Air India - the blunder of the decade!

‘Bailout to sail out’ spoke of bailouts and how economically they are wrong since they in a way condone wrongdoings and mismanagement. When GM asked for help, everyone was up in arms against the whole way in which they refused to change according to the times and still produced the fuel guzzling behemoths that consumers had fallen out of love with. ‘Why should taxpayers’ money go into rescuing a Jalsaghar (Satyajit Ray’s epic on pride and ego in spite of decadent poverty)’ was the question everyone asked. But then the ‘too big to fail’ card was played and the cascading effect a GM failure would have on Detroit, Ontario and the employment of millions was brought to light. I remember reading an article around 2008 Christmas in The Globe and Mail, about this family that lived in Ontario, where the only breadwinner was a 55 year old lady who had worked all her life in GM. She chronicled how her life and career had revolved only around GM, and at age 55 she wouldn’t find work anywhere. ‘Maybe this is the last Christmas we can spend together as a family, for next year perhaps we all need to move out of here to find jobs in order to survive’, she lamented. Such stories resulted in GM being bailed out, GM filing for Chapter 11 and so on.

Believers in classical economics, (me included), feel that free markets should be allowed to decide who is good and who is bad and poor performers should be penalized. Yes jobs would be lost, and there would be intermediate pain. But in the long run the cobwebs would be dusted off and quality would prevail. Keynesians believe that the State is present for a purpose and when corporate mess up, they are deigned to step in and clear the mess. So ‘the too big to fail’ funda has been bandied about and the verdict is still divided on whether it is the right thing to do or otherwise.

So speak of Air India. They have paid € 5 million to enter the Star Alliance group and another € 5 million is to be paid. They are in doldrums. They have a liability of Rs. 16,000 crores on their balance sheets. They asked for 5000 crores as Government bailout and got only 800 crores approved!

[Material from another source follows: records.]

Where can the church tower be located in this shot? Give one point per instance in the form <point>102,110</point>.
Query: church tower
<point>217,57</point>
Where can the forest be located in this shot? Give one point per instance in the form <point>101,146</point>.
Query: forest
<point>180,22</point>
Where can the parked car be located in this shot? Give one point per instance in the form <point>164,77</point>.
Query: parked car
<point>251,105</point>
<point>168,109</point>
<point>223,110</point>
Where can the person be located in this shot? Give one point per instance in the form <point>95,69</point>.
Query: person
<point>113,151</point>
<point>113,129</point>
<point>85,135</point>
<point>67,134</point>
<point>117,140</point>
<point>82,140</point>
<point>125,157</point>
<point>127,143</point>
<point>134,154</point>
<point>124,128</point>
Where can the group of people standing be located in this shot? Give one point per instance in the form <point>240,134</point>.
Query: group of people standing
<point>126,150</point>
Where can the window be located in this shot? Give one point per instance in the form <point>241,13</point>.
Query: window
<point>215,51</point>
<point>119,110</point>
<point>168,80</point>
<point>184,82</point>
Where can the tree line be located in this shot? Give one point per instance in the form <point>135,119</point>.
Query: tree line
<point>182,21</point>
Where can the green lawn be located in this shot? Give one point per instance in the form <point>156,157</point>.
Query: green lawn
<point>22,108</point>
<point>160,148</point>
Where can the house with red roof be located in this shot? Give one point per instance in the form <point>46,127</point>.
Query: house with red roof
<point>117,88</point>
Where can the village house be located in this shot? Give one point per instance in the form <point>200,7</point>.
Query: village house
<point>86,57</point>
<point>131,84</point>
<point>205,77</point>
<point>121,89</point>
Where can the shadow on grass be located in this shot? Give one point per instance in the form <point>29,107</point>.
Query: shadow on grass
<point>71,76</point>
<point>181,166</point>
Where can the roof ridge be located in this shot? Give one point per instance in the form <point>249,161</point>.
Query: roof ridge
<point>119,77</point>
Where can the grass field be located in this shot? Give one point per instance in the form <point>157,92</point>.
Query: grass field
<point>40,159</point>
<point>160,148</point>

And now they have engaged McKinsey at a whopping 14 crores to pull them out of this mess. Accenture and Booz Allen are already in the fray to rescue them and McKinsey has jumped on the loss maker’s band wagon as well. It really reminds of the Ferrari racing team between 1979 – 1999 when ace drivers and engineers joined the money bags team, milked it for big bucks and left without achieving that all elusive championship victory! What is the outcome of this massive bunch of blunders? Accounts payable amounts would increase albeit to consulting firms now, fat reports on glossy solutions would increase but implementation bugs would continue to persist, since clearly AI’s management team has management issues! And when AI goes beyond salvage, the eternal money bags – the Government would be called upon to HEEEEELLLLLLLLLLLLLP!!! The saga would just continue. I wonder what steps are going to be taken next in this biggest blunder of the last decade which began with the IA-AI merger, which sought to rationalize operations and ended up just spending more on painting all planes with the new logo! Integration went for a toss and from then on AI has been on a nose-diving tailspin! Perhaps its time to stop heeding the SOS.